1.3.1.3 Instrumentation

No tool, test, or measure used in research can be entirely valid and reliable one hundred percent of the time. Instruments can produce low reliability scores or even produce inadequate psychometric properties (e.g., construct and predictive validity) with a study’s particular sample. This is an important consideration as some tests and measures were never validated or normed with diverse samples. Consider a measure of marital satisfaction that was created using heterosexual couples in the Netherlands. The measure may have great face validity, and even demonstrate adequate levels of content, criterion, and construct validity. But it may not produce the same psychometrics if used in married couples in the United States. It may be entirely inappropriate to use this measure if the United States sample also includes same-sex couples. Lastly, human beings administering instruments could contribute additional error, making instrumentation a serious threat to research studies. For example, some researchers may become fatigued when administering some measures, may not be consistent with measurement, or may not accurately observe a phenomenon during a research study.

1.3.1.4 Testing

It is common to test participants multiple times throughout the course of a research study. Researchers often use the same test, measure, scale, or inventory when testing participants, but it begs the question as to whether changes in a test—that had been given multiple times—reflect true change? Sometimes referred to either as a practice effect or fatigue effect, changes in scores on the same test may be the result of familiarity with the test or becoming tired with the test.

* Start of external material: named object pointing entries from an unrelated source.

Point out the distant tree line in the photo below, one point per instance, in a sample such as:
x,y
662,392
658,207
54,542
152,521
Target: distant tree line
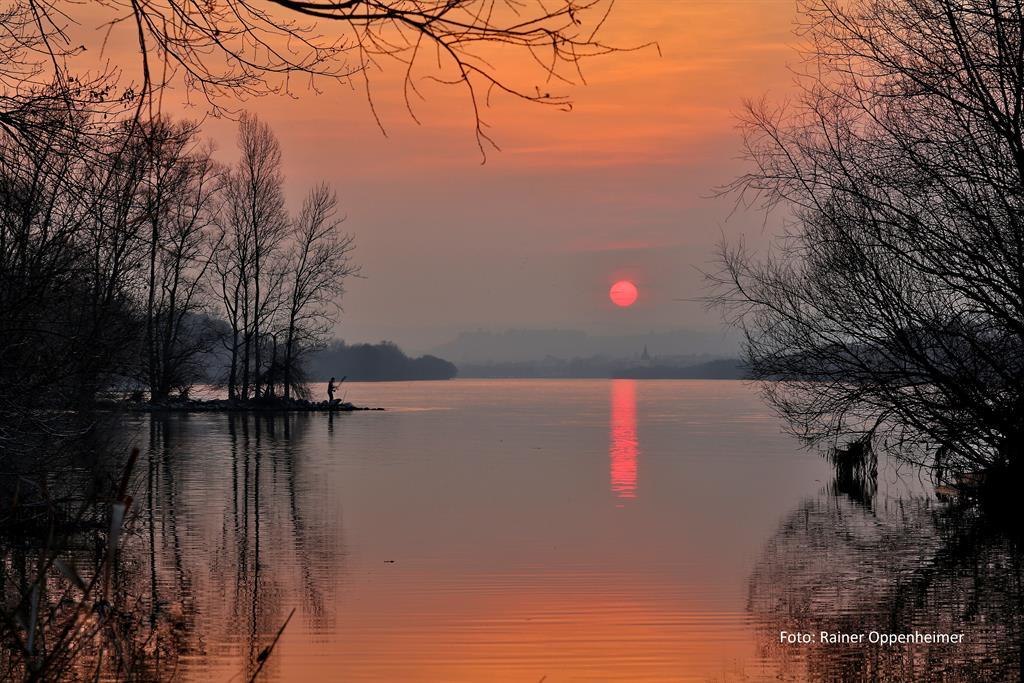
x,y
381,361
123,243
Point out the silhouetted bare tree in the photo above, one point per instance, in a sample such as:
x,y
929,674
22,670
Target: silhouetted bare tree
x,y
179,201
225,51
894,304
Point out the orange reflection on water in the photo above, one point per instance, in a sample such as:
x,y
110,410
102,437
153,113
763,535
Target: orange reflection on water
x,y
623,444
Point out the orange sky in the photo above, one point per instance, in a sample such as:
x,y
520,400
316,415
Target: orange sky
x,y
532,239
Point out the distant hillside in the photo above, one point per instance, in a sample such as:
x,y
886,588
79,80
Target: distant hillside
x,y
483,347
376,363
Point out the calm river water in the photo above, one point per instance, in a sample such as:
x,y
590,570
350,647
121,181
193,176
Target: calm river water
x,y
555,530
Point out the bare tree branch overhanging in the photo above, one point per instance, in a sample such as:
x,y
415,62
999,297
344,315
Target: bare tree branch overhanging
x,y
894,305
229,50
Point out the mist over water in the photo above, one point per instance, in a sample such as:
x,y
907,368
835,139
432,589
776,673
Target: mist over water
x,y
573,529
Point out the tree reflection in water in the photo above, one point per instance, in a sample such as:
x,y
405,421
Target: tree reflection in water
x,y
853,560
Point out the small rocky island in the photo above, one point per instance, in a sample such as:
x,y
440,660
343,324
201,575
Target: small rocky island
x,y
259,406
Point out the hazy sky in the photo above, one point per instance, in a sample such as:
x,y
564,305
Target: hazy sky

1.3.1.5 Statistical Regression, or Regression to the Mean

Sometimes researchers select participants based on high or low scores on a particular test or measure (Campbell & Kenny, 1999). For example, researchers may be interested in examining people who score high on measures of academic or cognitive functioning. If retested, those same participants may continue to score high or low. However, not all would score as high or low because of statistical regression, or regression to the mean. When participants are retested, researchers find that scores are less extreme and center toward an average score. Imagine a researcher was interested in testing a career counseling intervention with first generation college students who reported high scores on career indecision and anxiety in a career battery of questionnaires. After the intervention is complete, the researchers issue a final battery of questionnaires. These same first generation college students may appear less anxious and indecisive due to statistical regression to the mean and not necessarily the intervention.

1.3.1.6 Attrition, or Differential Mortality

Ethically, participants have the right to withdraw from participating in a research study at any given time during the research process. When participants withdraw, or drop from a study, researchers refer to this as attrition. A major concern of attrition is that it leads to potential biases in scores between groups (or observations in the case of longitudinal studies) that may not reflect whether an independent variable had any effect on the dependent variable. If there is substantial attrition in one group, or across the entire study, it leads a researcher to question why participants are withdrawing. Researchers may further wonder if participants dropping from the study are characteristically different from those who are remaining in the study. Attrition limits the type of conclusions that can be made because observations made across time or between groups may not reflect true differences as a function of the independent variable. Rather, there may be some other underlying issue with the research study.

Imagine a researcher has been evaluating the effects of a six-session mindfulness cognitive behavioral group intervention for the reduction of race related stress among Black and African American women employed in a large healthcare setting. The researcher used a longitudinal, between group experimental design with an intervention group (treatment) and a control group (education), but found that attrition rates were higher for those in the control than for the intervention group. Equivalent and adequate comparisons could not be reliably made between the two groups at completion of study, so the researcher decided to send surveys to those dropped from the study and inquire why they dropped. The surveys return and the researcher finds that a significant portion of the control group were made up of on-call, ambulatory nurses who were unable to commit to the scheduled sessions. Therefore, the attrition was the result of some characteristic that differentiated the two groups.

1.3.1.7 Experimenter Bias

Researchers need to ensure they do not engage in verbal or nonverbal behaviors that inadvertently alter the results of a study. Sometimes this is referred to as an experimenter expectancy, and it is even known as the Rosenthal Effect. This becomes a threat when a participant’s response in a study is the result of the experimenter’s expectations versus the manipulated or independent variable. Examples include emphasizing particular words when reading prompts or scripts, or excessive nodding and smiling when certain favorable responses are solicited by study participants.

1.3.1.8 Selection Bias

Differences between groups in experimental studies can sometimes be the result of characteristics of the participants themselves, versus the manipulated or independent variable. For instance, a researcher may have accidentally grouped people along the same characteristic, such as sex, gender, sexual orientation, race, ethnicity, or age group. This potentially sets up nonequivalent groups in experimental or quasi-experimental research, and makes it difficult for researchers to determine whether any changes in dependent or outcome variables were the result of an independent variable or the characteristic itself. This also pertains to self-selection bias commonly seen in survey and questionnaire research, in which participants self-select to participate in a study.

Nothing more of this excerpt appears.